French Formula One engineer

Gaëtan Jego is a French Formula One and motorsports engineer. He is currently the race engineer for Carlos Sainz at the Williams Racing Formula One team.

==Career==
Jego studied engineering at ESTACA. He began his motorsport career in junior single-seaters, working as a race engineer in Formula Renault and the Formula 3 Euro Series. In 2005 he joined ART Grand Prix as a data engineer for the team's GP2 Series programme, and the following year became race engineer to Alexandre Prémat. He subsequently rose to the position of chief race engineer, overseeing trackside engineering operations across ART's GP2 activities. From 2013 to 2014 he served as chief engineer in GT racing, before moving into the same role in the DTM. In 2016 he was appointed technical director of ART's DTM programme, later continuing as technical director when the team expanded into LMP1 competition.

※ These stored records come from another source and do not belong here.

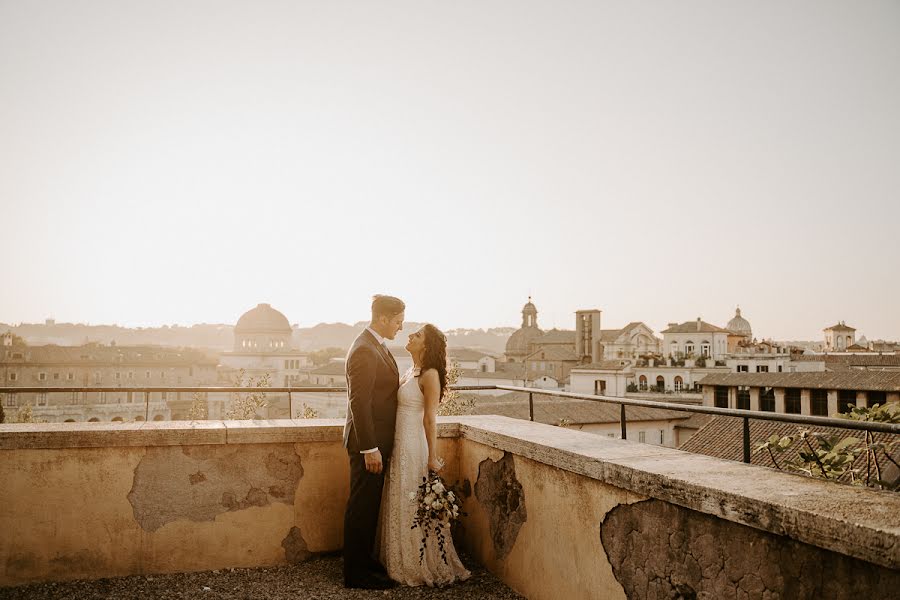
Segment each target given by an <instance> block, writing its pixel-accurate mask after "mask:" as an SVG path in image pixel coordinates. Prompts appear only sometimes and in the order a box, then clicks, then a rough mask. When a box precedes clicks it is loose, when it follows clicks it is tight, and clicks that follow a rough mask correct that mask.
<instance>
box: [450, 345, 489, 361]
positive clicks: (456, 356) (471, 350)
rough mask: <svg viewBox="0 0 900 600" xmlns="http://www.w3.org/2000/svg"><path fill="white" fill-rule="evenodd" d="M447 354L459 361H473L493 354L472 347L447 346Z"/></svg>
mask: <svg viewBox="0 0 900 600" xmlns="http://www.w3.org/2000/svg"><path fill="white" fill-rule="evenodd" d="M447 356H448V357H450V358H455V359H456V360H459V361H465V362H471V361H474V360H481V359H482V358H484V357H485V356H491V355H490V354H487V353H485V352H482V351H480V350H473V349H471V348H447Z"/></svg>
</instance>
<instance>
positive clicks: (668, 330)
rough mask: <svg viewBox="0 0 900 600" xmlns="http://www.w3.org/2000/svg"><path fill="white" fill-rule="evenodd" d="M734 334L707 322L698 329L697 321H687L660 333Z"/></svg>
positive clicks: (698, 328)
mask: <svg viewBox="0 0 900 600" xmlns="http://www.w3.org/2000/svg"><path fill="white" fill-rule="evenodd" d="M695 332H696V333H732V332H731V331H728V330H727V329H723V328H721V327H717V326H716V325H712V324H710V323H707V322H706V321H700V327H699V328H698V327H697V321H685V322H684V323H680V324H677V325H672V326H671V327H669V328H668V329H663V330H662V331H661V332H660V333H695Z"/></svg>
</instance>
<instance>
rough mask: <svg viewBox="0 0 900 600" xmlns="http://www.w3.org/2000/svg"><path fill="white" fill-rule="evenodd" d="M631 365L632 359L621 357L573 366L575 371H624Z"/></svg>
mask: <svg viewBox="0 0 900 600" xmlns="http://www.w3.org/2000/svg"><path fill="white" fill-rule="evenodd" d="M630 366H631V361H630V360H626V359H621V358H616V359H611V360H602V361H600V362H598V363H589V364H586V365H578V366H577V367H573V368H572V370H573V371H600V370H602V371H622V370H624V369H627V368H628V367H630Z"/></svg>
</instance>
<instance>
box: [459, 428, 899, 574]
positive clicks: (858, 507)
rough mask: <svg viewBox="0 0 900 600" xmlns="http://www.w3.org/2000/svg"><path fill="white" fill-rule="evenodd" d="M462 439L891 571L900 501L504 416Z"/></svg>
mask: <svg viewBox="0 0 900 600" xmlns="http://www.w3.org/2000/svg"><path fill="white" fill-rule="evenodd" d="M457 419H458V420H459V422H460V436H461V437H462V438H464V439H468V440H472V441H474V442H477V443H480V444H484V445H487V446H490V447H493V448H496V449H498V450H503V451H506V452H511V453H513V454H517V455H520V456H523V457H525V458H528V459H531V460H534V461H537V462H541V463H544V464H547V465H550V466H554V467H557V468H560V469H564V470H566V471H570V472H573V473H577V474H580V475H584V476H586V477H590V478H593V479H596V480H598V481H602V482H604V483H607V484H610V485H613V486H616V487H619V488H622V489H626V490H629V491H632V492H634V493H636V494H641V495H644V496H649V497H652V498H657V499H660V500H664V501H666V502H670V503H672V504H676V505H678V506H683V507H685V508H689V509H691V510H695V511H698V512H701V513H705V514H709V515H713V516H716V517H719V518H722V519H725V520H728V521H732V522H735V523H741V524H743V525H747V526H750V527H754V528H756V529H760V530H763V531H769V532H772V533H775V534H777V535H784V536H787V537H790V538H792V539H795V540H798V541H801V542H804V543H807V544H811V545H813V546H817V547H820V548H824V549H827V550H832V551H835V552H839V553H841V554H844V555H847V556H852V557H855V558H859V559H862V560H865V561H868V562H871V563H874V564H878V565H881V566H885V567H888V568H892V569H897V568H900V495H897V494H895V493H891V492H882V491H877V490H871V489H866V488H857V487H851V486H847V485H841V484H836V483H833V482H828V481H822V480H817V479H811V478H808V477H803V476H800V475H794V474H789V473H782V472H780V471H776V470H773V469H768V468H765V467H758V466H753V465H745V464H743V463H736V462H732V461H727V460H720V459H716V458H712V457H708V456H702V455H698V454H691V453H689V452H683V451H681V450H675V449H672V448H663V447H660V446H649V445H647V444H638V443H635V442H631V441H627V440H613V439H608V438H602V437H599V436H597V435H594V434H590V433H584V432H579V431H571V430H567V429H563V428H559V427H554V426H552V425H543V424H540V423H531V422H528V421H521V420H516V419H509V418H507V417H498V416H479V417H458V418H457Z"/></svg>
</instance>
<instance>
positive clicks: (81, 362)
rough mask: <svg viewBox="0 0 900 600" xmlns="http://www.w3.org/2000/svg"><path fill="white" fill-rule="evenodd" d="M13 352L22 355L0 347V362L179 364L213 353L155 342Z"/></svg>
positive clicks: (207, 362)
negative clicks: (166, 363) (12, 357)
mask: <svg viewBox="0 0 900 600" xmlns="http://www.w3.org/2000/svg"><path fill="white" fill-rule="evenodd" d="M15 352H19V353H22V354H23V357H22V358H12V354H13V353H12V351H10V350H9V349H7V348H0V364H4V363H10V364H27V365H32V366H35V365H40V364H72V365H77V364H83V365H98V364H104V365H112V364H118V365H123V366H136V365H152V364H160V363H177V364H181V365H188V364H191V365H196V364H207V365H215V364H216V363H217V362H218V359H217V358H216V357H213V356H210V355H207V354H205V353H204V352H201V351H199V350H192V349H176V348H166V347H157V346H100V345H97V344H90V345H86V346H55V345H46V346H17V347H16V348H15Z"/></svg>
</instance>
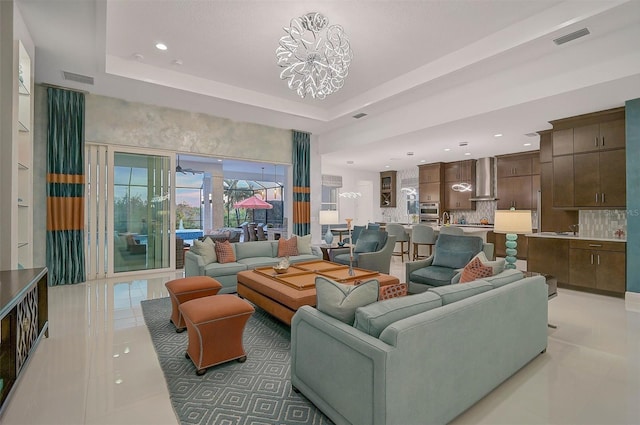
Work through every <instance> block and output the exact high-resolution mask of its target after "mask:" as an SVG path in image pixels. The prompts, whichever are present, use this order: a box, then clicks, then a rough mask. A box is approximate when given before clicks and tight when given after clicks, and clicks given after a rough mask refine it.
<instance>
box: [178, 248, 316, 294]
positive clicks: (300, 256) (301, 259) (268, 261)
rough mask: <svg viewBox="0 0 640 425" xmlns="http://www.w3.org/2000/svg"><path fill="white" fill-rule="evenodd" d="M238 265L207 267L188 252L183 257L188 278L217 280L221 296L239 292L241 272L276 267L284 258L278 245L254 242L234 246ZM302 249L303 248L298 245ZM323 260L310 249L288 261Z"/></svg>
mask: <svg viewBox="0 0 640 425" xmlns="http://www.w3.org/2000/svg"><path fill="white" fill-rule="evenodd" d="M231 246H232V247H233V250H234V253H235V257H236V261H235V262H232V263H223V264H221V263H219V262H218V261H217V260H216V261H213V262H210V263H207V262H206V261H205V259H204V257H203V256H201V255H198V254H196V253H194V252H193V251H191V250H189V251H187V252H186V253H185V256H184V269H185V272H184V274H185V276H186V277H189V276H209V277H212V278H214V279H216V280H217V281H218V282H220V284H221V285H222V289H220V292H219V293H220V294H228V293H233V292H236V291H237V287H238V280H237V278H236V275H237V273H238V272H241V271H245V270H252V269H255V268H256V267H265V266H275V265H277V264H278V263H279V262H280V260H281V259H282V258H279V257H278V241H255V242H237V243H232V244H231ZM298 246H299V247H300V245H298ZM318 258H322V253H321V252H320V250H317V249H315V247H310V246H309V248H308V250H307V251H304V252H303V253H302V254H300V255H296V256H291V257H289V261H290V262H291V263H299V262H302V261H311V260H317V259H318Z"/></svg>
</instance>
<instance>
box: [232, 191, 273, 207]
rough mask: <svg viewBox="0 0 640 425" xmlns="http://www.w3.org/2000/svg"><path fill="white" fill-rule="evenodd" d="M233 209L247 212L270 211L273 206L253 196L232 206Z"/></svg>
mask: <svg viewBox="0 0 640 425" xmlns="http://www.w3.org/2000/svg"><path fill="white" fill-rule="evenodd" d="M233 208H246V209H248V210H270V209H271V208H273V205H271V204H270V203H268V202H265V201H263V200H262V199H260V198H258V197H257V196H256V195H253V196H251V197H249V198H247V199H244V200H242V201H240V202H236V203H235V204H233Z"/></svg>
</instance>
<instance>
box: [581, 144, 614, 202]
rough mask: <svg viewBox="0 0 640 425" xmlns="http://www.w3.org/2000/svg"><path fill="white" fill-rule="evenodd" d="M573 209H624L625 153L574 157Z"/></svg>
mask: <svg viewBox="0 0 640 425" xmlns="http://www.w3.org/2000/svg"><path fill="white" fill-rule="evenodd" d="M573 168H574V171H573V174H574V185H575V186H574V206H576V207H607V208H616V207H620V208H624V207H625V205H626V184H625V181H626V158H625V149H616V150H611V151H603V152H591V153H581V154H576V155H574V156H573Z"/></svg>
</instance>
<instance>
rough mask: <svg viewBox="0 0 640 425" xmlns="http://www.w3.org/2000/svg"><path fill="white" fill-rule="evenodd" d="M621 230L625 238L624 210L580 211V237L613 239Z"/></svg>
mask: <svg viewBox="0 0 640 425" xmlns="http://www.w3.org/2000/svg"><path fill="white" fill-rule="evenodd" d="M618 230H622V231H623V232H624V235H623V236H622V239H626V238H627V211H626V210H581V211H580V236H583V237H587V238H615V237H617V235H616V232H617V231H618Z"/></svg>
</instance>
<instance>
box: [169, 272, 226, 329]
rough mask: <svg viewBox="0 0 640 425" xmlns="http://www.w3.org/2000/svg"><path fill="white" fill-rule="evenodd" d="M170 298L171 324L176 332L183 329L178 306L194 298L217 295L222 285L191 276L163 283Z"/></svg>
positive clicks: (184, 325) (201, 278)
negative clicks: (167, 292) (170, 310)
mask: <svg viewBox="0 0 640 425" xmlns="http://www.w3.org/2000/svg"><path fill="white" fill-rule="evenodd" d="M164 286H166V287H167V291H169V297H170V298H171V322H172V323H173V324H174V325H175V327H176V332H182V331H184V329H185V326H186V325H185V323H184V320H183V318H182V315H181V314H180V309H179V308H178V307H179V306H180V304H182V303H185V302H187V301H189V300H194V299H196V298H202V297H208V296H210V295H215V294H217V293H218V291H219V290H220V288H222V285H221V284H220V282H218V281H217V280H215V279H214V278H212V277H209V276H192V277H184V278H181V279H174V280H170V281H169V282H167V283H165V284H164Z"/></svg>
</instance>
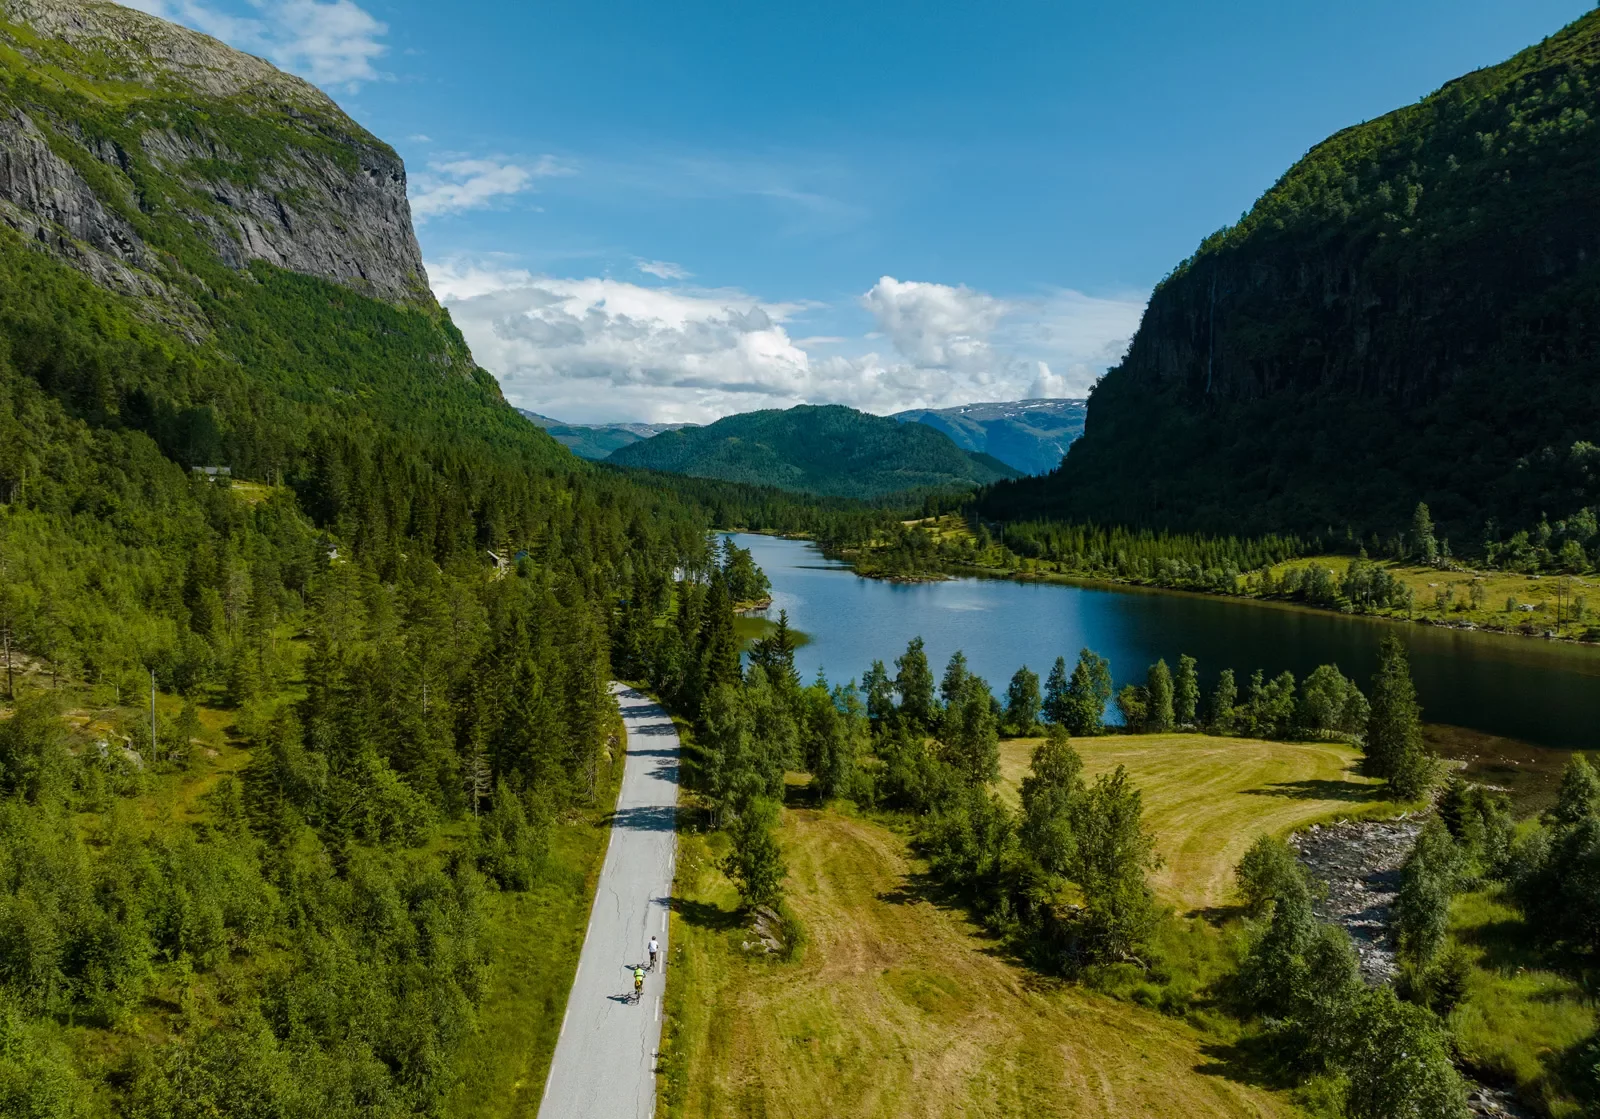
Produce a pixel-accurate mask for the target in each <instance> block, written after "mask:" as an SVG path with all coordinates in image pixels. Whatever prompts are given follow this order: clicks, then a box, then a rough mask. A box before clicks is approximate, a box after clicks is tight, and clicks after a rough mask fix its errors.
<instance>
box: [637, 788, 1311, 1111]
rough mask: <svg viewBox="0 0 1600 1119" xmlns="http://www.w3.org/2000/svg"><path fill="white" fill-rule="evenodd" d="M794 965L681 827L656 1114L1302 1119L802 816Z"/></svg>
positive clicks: (855, 818) (862, 834) (1165, 1023)
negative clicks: (676, 899)
mask: <svg viewBox="0 0 1600 1119" xmlns="http://www.w3.org/2000/svg"><path fill="white" fill-rule="evenodd" d="M781 840H782V845H784V852H786V858H787V861H789V868H790V872H789V904H790V908H792V909H794V912H795V914H797V916H798V919H800V922H802V925H803V927H805V930H806V935H808V943H806V945H805V946H803V949H802V953H800V959H798V962H792V964H778V962H768V961H765V959H752V957H749V956H747V954H746V953H742V951H741V941H742V940H746V938H747V933H744V932H742V930H741V928H739V922H738V917H736V911H734V904H736V896H734V895H733V890H731V887H730V885H728V882H726V879H725V877H723V876H722V872H720V871H717V869H715V856H717V853H718V850H720V844H722V842H723V837H722V836H709V837H707V836H683V837H682V847H680V858H678V876H677V906H675V912H674V917H672V920H674V930H672V941H670V943H672V945H674V953H672V970H670V972H669V975H670V980H672V981H670V985H669V1021H667V1044H666V1053H664V1061H662V1068H664V1076H662V1103H664V1114H672V1116H683V1117H688V1116H718V1117H726V1116H763V1117H765V1116H773V1117H776V1116H784V1117H790V1119H810V1117H813V1116H816V1117H824V1116H826V1117H829V1119H832V1117H834V1116H851V1117H856V1116H861V1117H883V1116H917V1117H918V1119H920V1117H923V1116H950V1117H952V1119H954V1117H955V1116H962V1117H963V1119H976V1117H992V1116H1083V1117H1091V1116H1107V1117H1109V1116H1118V1117H1123V1116H1184V1117H1186V1119H1210V1117H1213V1116H1293V1114H1299V1113H1298V1111H1296V1109H1294V1108H1293V1106H1291V1105H1290V1103H1288V1101H1286V1100H1285V1098H1283V1097H1280V1095H1275V1093H1270V1092H1266V1090H1262V1089H1258V1087H1251V1085H1246V1084H1240V1082H1237V1081H1230V1079H1227V1076H1226V1069H1224V1066H1222V1065H1221V1061H1213V1060H1210V1058H1208V1057H1206V1055H1205V1053H1203V1052H1202V1045H1203V1042H1202V1037H1200V1034H1197V1033H1195V1031H1194V1029H1192V1028H1189V1026H1187V1025H1184V1023H1181V1021H1176V1020H1171V1018H1165V1017H1162V1015H1158V1013H1155V1012H1150V1010H1142V1009H1139V1007H1134V1005H1130V1004H1123V1002H1114V1001H1110V999H1106V997H1101V996H1096V994H1091V993H1086V991H1083V989H1082V988H1075V986H1070V985H1064V983H1058V981H1048V980H1042V978H1038V977H1037V975H1032V973H1029V972H1026V970H1022V969H1019V967H1014V965H1013V964H1011V962H1008V961H1006V959H1005V957H1003V956H1002V954H1000V953H998V951H997V948H995V945H994V943H992V941H989V940H986V938H984V937H981V935H979V933H978V932H976V930H974V927H973V925H971V924H970V922H968V920H966V919H965V917H963V916H962V914H960V912H958V911H952V909H946V908H941V906H938V904H934V903H931V901H928V900H925V898H923V896H922V895H920V884H918V877H917V872H915V866H914V863H912V860H910V858H909V856H907V850H906V842H904V839H902V837H901V836H898V834H896V832H893V831H890V829H888V828H885V826H882V824H877V823H870V821H867V820H861V818H856V816H851V815H845V813H840V812H830V810H824V812H816V810H790V812H786V813H784V824H782V829H781Z"/></svg>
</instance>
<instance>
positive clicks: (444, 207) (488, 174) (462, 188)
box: [411, 155, 573, 223]
mask: <svg viewBox="0 0 1600 1119" xmlns="http://www.w3.org/2000/svg"><path fill="white" fill-rule="evenodd" d="M571 173H573V171H571V168H568V166H565V165H562V163H560V162H557V160H555V158H554V157H550V155H546V157H542V158H539V160H538V162H536V163H534V165H531V166H525V165H522V163H512V162H507V160H498V158H445V160H430V162H429V165H427V171H422V173H421V174H416V176H413V179H411V215H413V216H414V218H416V219H418V221H419V223H422V221H427V219H429V218H437V216H440V215H450V213H461V211H462V210H482V208H483V207H488V205H491V203H493V202H496V200H498V199H504V197H507V195H514V194H522V192H523V191H528V189H531V186H533V181H534V179H541V178H550V176H560V174H571Z"/></svg>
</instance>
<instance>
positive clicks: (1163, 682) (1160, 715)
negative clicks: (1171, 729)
mask: <svg viewBox="0 0 1600 1119" xmlns="http://www.w3.org/2000/svg"><path fill="white" fill-rule="evenodd" d="M1144 692H1146V708H1144V728H1146V730H1147V732H1150V733H1152V735H1165V733H1168V732H1171V728H1173V674H1171V671H1170V669H1168V668H1166V661H1165V660H1160V661H1155V664H1152V666H1150V671H1149V674H1147V676H1146V684H1144Z"/></svg>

Jego joined Williams Racing in 2020, becoming race engineer to rookie Nicholas Latifi. He remained with the Canadian for three seasons. In 2023 he was paired with another rookie, Logan Sargeant, guiding the American through his debut Formula One campaign and into the early part of the 2024 season. Following a mid-season driver change, Jego engineered Franco Colapinto for the remainder of 2024. For the 2025 season Jego was assigned as Race Engineer to Carlos Sainz, taking responsibility for integrating the Spaniard into the Williams environment and leading race execution and trackside operations. The partnership delivered two podium finishes during the 2025 season.